Atlanta Mayor Andre Dickens during the annual State of the City Business address on Wednesday, March 18, 2026.
Photo by Tabius McCoy/The Atlanta Voice

The business that is the City of Atlanta has grown by leaps and bounds since the last time the world’s stage took place on its red clay and concrete streets. 30 years ago this summer, the 1996 Summer Olympic Games took place in the heart of the city, and business in Atlanta has never been the same. This summer, a portion of the 2026 FIFA World Cup will take place just blocks away from where the late great Muhammad Ali lit the Olympic torch. You can no longer talk big business in Atlanta without including Atlanta in that conversation.

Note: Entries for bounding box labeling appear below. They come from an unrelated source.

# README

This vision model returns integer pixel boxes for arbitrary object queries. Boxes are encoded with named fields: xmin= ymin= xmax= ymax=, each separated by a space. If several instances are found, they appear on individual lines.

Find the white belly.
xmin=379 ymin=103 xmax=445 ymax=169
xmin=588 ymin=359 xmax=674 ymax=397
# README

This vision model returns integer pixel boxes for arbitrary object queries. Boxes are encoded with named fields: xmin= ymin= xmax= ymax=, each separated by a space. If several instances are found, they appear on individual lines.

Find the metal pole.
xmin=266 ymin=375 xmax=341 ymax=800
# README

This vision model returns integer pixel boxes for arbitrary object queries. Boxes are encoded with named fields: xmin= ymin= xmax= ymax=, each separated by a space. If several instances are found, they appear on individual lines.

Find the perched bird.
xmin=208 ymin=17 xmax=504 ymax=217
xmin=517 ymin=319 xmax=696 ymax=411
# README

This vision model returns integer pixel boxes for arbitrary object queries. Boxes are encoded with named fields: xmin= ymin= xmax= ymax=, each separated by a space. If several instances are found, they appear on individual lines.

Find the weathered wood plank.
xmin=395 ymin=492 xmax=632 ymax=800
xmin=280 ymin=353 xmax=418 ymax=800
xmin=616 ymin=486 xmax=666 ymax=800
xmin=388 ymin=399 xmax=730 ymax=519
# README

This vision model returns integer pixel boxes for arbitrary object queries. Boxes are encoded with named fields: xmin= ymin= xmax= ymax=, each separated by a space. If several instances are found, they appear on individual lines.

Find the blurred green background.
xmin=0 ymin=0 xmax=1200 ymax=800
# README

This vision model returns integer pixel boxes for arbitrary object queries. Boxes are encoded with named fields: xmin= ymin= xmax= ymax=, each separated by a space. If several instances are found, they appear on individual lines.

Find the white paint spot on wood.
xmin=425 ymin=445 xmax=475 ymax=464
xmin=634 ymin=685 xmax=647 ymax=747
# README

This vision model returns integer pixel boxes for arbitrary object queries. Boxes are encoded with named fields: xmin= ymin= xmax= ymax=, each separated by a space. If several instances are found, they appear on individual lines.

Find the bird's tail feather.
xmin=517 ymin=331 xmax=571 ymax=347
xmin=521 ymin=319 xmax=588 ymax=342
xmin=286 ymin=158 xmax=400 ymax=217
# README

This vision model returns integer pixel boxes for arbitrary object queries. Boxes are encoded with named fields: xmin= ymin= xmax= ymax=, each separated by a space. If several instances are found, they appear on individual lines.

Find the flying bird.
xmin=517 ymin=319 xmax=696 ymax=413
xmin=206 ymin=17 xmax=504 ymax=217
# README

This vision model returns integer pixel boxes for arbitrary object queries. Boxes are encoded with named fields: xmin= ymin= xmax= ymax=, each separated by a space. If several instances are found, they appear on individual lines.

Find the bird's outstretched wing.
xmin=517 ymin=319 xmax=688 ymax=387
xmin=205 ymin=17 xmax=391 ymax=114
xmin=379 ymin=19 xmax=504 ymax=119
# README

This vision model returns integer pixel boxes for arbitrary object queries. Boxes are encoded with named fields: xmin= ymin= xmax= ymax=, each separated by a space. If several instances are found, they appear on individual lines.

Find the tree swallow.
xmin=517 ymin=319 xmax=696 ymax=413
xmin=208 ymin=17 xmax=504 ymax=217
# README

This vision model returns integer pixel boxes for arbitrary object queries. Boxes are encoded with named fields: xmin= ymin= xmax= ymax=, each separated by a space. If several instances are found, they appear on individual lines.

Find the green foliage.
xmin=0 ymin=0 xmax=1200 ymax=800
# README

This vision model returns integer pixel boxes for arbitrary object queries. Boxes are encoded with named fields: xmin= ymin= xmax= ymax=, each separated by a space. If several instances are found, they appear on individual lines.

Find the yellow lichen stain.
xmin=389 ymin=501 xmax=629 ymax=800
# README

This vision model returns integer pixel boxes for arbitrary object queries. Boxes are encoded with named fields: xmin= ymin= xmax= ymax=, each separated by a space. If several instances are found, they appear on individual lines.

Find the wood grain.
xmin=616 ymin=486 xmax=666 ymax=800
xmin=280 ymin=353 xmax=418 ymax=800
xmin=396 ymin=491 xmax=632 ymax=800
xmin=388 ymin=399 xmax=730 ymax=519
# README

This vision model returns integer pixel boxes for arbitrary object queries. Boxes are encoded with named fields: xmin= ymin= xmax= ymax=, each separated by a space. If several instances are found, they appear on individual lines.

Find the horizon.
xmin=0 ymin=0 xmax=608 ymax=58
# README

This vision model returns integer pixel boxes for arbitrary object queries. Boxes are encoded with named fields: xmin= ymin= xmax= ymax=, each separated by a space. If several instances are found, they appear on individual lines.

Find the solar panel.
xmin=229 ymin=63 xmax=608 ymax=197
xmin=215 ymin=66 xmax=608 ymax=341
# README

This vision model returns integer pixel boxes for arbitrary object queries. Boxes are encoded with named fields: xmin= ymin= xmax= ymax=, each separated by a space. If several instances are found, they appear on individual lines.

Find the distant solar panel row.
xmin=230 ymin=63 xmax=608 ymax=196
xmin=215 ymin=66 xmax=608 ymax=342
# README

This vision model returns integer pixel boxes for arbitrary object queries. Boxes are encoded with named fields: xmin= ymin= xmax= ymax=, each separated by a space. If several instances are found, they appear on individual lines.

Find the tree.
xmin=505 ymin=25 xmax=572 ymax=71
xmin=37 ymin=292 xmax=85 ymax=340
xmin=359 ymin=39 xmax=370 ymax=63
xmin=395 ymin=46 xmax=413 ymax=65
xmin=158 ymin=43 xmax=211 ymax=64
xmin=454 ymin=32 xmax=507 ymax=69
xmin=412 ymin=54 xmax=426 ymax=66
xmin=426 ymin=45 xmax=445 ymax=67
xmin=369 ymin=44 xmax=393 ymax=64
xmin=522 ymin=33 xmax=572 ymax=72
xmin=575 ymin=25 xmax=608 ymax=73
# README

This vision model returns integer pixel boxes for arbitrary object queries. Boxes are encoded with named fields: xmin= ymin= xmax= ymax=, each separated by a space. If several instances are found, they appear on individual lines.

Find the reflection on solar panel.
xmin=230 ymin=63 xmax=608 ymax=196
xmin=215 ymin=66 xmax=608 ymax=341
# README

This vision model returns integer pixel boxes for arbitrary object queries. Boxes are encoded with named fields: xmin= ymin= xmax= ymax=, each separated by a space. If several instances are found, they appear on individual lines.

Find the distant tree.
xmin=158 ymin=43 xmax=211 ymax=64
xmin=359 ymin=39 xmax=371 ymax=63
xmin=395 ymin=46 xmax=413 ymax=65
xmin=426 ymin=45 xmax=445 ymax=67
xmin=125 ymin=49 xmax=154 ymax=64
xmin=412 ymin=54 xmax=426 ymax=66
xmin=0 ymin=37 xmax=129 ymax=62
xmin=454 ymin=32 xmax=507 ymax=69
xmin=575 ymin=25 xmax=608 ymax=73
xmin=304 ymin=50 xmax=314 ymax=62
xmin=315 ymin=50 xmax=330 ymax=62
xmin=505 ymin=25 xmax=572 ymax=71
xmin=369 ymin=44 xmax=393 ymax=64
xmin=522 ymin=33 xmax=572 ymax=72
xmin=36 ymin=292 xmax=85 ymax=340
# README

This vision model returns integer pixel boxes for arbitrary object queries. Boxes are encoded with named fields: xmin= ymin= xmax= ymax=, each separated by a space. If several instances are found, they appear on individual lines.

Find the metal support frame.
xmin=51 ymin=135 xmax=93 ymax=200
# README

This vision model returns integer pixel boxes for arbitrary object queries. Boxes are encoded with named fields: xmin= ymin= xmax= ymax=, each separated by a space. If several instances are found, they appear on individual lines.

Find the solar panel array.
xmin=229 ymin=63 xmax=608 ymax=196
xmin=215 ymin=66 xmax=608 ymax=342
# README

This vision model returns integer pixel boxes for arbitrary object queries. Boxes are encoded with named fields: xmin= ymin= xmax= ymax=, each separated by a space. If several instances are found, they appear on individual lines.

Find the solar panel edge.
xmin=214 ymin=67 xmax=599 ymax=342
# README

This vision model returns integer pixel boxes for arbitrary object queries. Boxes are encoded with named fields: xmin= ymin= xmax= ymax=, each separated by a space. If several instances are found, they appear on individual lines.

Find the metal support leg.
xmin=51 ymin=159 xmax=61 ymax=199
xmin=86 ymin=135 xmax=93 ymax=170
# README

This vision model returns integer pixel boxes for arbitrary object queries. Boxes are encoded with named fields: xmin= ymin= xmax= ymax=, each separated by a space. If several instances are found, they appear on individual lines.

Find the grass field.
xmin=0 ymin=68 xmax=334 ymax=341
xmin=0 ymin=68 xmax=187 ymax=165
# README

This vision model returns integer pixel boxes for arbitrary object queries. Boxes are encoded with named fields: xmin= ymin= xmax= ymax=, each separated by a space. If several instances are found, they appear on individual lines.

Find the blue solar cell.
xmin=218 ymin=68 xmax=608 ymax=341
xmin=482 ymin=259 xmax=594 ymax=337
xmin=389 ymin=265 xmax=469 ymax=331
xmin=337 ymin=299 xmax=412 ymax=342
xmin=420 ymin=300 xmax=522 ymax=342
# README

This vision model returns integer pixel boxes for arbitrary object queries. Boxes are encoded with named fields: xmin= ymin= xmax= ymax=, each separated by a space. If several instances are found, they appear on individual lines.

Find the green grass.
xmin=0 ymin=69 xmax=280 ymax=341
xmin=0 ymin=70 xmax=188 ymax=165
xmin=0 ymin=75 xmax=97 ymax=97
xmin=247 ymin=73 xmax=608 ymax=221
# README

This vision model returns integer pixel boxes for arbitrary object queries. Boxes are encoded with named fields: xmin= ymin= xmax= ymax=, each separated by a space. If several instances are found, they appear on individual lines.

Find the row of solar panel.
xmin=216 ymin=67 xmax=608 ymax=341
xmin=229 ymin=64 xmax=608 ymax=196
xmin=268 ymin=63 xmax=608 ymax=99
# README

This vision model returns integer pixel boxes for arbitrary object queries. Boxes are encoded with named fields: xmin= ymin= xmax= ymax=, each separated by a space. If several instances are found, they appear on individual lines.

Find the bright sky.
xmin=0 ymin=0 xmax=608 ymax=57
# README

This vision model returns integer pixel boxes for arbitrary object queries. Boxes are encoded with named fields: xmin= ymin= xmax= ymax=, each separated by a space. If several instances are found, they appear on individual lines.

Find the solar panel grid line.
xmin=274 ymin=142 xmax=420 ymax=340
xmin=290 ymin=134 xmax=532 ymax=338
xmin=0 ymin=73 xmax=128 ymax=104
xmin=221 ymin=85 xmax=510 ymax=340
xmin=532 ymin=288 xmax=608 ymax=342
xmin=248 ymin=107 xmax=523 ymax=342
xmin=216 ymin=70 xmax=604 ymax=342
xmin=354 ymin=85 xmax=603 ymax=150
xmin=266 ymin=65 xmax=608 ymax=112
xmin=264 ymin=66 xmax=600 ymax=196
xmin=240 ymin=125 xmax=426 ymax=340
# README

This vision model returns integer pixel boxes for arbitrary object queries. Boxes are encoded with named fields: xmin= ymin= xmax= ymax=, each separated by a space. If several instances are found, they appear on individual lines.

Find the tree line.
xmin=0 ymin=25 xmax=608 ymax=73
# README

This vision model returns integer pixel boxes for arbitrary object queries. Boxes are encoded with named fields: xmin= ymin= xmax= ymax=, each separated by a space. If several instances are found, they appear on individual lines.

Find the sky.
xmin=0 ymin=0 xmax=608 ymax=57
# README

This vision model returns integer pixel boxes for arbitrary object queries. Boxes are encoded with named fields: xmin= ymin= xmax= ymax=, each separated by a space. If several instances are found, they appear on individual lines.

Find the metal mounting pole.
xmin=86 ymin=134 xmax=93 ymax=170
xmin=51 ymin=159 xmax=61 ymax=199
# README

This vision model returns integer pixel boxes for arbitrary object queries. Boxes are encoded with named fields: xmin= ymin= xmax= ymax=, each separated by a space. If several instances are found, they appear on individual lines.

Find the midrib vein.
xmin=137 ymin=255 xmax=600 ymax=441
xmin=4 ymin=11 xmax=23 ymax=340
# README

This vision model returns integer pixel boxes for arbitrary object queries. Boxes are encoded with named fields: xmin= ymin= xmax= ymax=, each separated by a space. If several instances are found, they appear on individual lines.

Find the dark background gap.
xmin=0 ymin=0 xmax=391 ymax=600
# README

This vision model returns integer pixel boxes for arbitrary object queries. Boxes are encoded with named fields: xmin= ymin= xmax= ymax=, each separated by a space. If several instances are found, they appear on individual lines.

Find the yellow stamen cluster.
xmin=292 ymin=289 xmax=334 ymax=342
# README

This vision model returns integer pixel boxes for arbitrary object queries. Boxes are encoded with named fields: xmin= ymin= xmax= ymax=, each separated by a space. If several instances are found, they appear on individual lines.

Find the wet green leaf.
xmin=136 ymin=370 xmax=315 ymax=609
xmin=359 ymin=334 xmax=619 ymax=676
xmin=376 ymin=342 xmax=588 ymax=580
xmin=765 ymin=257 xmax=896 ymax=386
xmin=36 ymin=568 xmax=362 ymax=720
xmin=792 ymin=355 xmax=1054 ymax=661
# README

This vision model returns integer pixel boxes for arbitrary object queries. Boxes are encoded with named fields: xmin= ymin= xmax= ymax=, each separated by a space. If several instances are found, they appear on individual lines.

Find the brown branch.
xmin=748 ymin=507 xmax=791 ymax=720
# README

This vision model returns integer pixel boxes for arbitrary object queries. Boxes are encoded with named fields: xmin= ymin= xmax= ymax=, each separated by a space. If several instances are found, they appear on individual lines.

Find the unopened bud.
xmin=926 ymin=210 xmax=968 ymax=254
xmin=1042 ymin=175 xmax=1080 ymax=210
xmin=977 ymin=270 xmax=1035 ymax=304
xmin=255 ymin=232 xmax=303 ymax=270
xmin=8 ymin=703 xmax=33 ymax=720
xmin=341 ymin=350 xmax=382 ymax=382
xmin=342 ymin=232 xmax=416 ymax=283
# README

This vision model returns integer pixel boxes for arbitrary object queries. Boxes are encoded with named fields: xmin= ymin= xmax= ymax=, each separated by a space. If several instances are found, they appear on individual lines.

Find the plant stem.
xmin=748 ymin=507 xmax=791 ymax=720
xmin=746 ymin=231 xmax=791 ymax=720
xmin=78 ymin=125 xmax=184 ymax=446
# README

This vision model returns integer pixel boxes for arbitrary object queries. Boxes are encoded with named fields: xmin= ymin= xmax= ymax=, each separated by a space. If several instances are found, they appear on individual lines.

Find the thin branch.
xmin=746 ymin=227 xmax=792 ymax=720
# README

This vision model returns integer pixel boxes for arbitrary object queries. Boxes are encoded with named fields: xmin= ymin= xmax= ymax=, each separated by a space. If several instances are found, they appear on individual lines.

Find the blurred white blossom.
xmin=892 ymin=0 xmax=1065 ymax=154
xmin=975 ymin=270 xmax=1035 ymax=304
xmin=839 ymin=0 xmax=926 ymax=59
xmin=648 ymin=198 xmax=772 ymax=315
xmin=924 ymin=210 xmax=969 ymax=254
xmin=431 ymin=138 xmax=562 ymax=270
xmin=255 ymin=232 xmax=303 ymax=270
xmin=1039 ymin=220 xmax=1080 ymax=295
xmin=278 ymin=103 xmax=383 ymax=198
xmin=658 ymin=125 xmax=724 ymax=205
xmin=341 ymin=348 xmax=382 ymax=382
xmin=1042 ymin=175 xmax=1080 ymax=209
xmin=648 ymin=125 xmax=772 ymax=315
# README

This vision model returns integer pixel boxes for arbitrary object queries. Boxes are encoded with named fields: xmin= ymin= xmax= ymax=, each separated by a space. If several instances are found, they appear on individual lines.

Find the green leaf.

Atlanta Mayor Andre Dickens (above) delivered his annual State of the City Business address inside Atlanta Symphony Hall for a third consecutive year on Wednesday night. Photo by Tabius McCoy/The Atlanta Voice

On Wednesday night, inside a sold-out Atlanta Symphony Hall, Atlanta Mayor Andre Dickens delivered the 2026 State of the City Business Address. This year’s address should ring familiar to those who heard the 2024 or 2025 addresses: the state of business in Atlanta is strong and only getting stronger.  

“For the past four years, we have proven what we can do. We have invested in our people and our neighborhoods,” said Dickens, who took time to mention that the overall crime rate was down in the city, and the public school graduation rate was up. “The state of our city is strong, and the source of that strength is the Atlanta group project.” 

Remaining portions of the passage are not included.